Flock Safety cameras were sold to Georgia communities as automated license plate readers to fight crime and track stolen vehicles.

They ended up photographing every vehicle that passed them, building location histories on law-abiding citizens, and – in that Georgia case – pivoting to general traffic enforcement the moment the opportunity presented itself.

In Louisville, Kentucky, 150 unauthorized immigration searches ran through the city's Flock camera system using a local detective's stolen login credentials – and Kentucky law didn't require a warrant to access any of it.

Arkansas, Idaho, and Montana – solid conservative states – spent 2025 passing laws trying to claw back control of the data that local surveillance networks had already collected.

That is what DeSantis just prevented in Florida.

The Task Force Problem

DeSantis also noticed something the unanimous vote missed: the bill was logically incoherent.

It created new statewide regulations before the task force it created had issued a single recommendation.

If the whole point is to study the problem and figure out the right approach, why are you locking in the rules before the study starts?

DeSantis asked it out loud: "You're already substantively legislating. Why are you doing a commission? If you're going to do a commission, then the commission can come and do that thing."

That is not a minor procedural complaint.

A task force with no sunset date, charged with recommending "limitless regulations," is a bureaucratic engine designed to expand government control indefinitely – while the speed detection infrastructure required to enforce the preliminary rules hums along collecting data in the background.

Bureaucracies do not recommend their own dissolution.

What DeSantis Actually Stopped

Florida's conservative base knows something that 149 unanimous legislators apparently forgot: the surveillance state does not downsize itself.

Once the cameras go up, they stay up.

DeSantis refused to let "protecting children" become the entry point for a local government monitoring network that would outlast the safety concern that created it by decades.

That is what executive courage looks like – and it is exactly the kind of move that most Republican governors are too afraid to make when a bill passes 149 to zero and grieving parents are on the House floor.

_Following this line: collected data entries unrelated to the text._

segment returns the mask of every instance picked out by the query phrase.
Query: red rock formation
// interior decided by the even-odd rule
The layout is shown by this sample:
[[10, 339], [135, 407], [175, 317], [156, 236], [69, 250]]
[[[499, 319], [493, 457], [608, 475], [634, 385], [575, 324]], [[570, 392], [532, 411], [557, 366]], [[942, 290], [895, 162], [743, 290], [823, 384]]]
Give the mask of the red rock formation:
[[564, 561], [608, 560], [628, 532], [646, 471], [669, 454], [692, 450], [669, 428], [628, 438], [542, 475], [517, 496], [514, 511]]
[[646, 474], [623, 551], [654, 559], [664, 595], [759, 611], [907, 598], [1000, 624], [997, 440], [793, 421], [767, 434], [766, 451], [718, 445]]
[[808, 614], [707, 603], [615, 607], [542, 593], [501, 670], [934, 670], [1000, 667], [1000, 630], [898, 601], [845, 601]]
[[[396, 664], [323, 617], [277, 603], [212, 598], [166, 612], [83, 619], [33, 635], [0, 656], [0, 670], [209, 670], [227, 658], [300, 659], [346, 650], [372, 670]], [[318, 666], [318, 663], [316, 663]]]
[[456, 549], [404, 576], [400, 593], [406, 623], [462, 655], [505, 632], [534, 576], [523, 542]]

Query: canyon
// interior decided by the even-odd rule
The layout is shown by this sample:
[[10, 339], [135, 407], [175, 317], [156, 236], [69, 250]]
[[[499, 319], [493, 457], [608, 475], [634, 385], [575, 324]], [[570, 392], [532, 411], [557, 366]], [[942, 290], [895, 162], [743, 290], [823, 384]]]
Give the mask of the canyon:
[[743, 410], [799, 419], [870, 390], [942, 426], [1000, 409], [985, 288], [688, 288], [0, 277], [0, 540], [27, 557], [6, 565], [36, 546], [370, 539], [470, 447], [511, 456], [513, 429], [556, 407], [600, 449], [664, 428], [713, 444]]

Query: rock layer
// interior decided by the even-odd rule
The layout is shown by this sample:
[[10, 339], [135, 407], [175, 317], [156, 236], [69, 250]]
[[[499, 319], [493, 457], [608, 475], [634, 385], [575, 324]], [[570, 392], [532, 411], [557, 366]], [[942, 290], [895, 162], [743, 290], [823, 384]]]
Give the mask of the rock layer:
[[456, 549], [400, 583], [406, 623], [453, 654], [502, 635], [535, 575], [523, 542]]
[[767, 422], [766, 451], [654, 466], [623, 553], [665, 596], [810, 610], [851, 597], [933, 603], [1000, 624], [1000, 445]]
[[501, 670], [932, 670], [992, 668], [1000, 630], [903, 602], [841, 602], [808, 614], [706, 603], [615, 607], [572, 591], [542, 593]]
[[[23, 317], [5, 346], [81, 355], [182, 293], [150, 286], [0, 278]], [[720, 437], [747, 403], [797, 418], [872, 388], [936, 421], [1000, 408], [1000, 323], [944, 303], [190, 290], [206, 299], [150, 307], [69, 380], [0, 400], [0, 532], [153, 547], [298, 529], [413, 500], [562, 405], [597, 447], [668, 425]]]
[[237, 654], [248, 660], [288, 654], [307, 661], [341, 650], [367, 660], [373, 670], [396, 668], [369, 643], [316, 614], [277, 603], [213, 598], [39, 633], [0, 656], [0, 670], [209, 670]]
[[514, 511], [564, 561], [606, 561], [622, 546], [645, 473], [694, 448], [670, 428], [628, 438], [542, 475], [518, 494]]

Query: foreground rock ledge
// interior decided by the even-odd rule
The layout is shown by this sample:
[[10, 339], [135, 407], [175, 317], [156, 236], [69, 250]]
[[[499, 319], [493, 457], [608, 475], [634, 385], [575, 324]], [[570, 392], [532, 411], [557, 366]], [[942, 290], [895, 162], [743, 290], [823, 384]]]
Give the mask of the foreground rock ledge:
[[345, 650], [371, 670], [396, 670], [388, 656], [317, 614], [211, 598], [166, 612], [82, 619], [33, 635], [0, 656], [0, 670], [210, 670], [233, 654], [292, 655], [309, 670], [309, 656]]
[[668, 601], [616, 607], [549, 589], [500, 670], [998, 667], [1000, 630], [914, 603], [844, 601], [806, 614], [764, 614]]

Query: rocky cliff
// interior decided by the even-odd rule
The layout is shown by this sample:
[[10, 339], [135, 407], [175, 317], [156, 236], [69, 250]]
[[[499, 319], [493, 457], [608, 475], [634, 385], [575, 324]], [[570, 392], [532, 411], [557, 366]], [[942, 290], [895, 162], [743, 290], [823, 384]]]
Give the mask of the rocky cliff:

It is not the same as not caring about kids on e-bikes.

It is recognizing that the government's instinct to solve every problem by deploying monitoring equipment and collecting more data – even when the cause is sympathetic – is the same instinct that has turned American roads into rolling surveillance networks that feed your location history to agencies and data brokers with no warrant required.

DeSantis drew the line before the cameras went up.

The 149 legislators who passed this bill should think hard about why he was the only one who had to.


Sources:

  • Jay Waagmeester, "E-bike speed limits are an 'overreach,' DeSantis says with veto," Florida Phoenix, June 26, 2026.
  • "DeSantis vetoes Florida e-bike safety bill, citing surveillance concerns," CBS12 / WPEC, June 26, 2026.
  • "Here's why Gov. DeSantis vetoed these 5 new Florida bills," Click Orlando / News 6, June 28, 2026.
  • "Traffic Violation! License Plate Reader Mission Creep Is Already Here," Electronic Frontier Foundation, April 7, 2026.
  • "License plate readers are a privacy concern lacking oversight," Bluegrass Institute, April 22, 2026.
  • "Worried about surveillance, states enact privacy laws and restrict license plate readers," Stateline, January 8, 2026.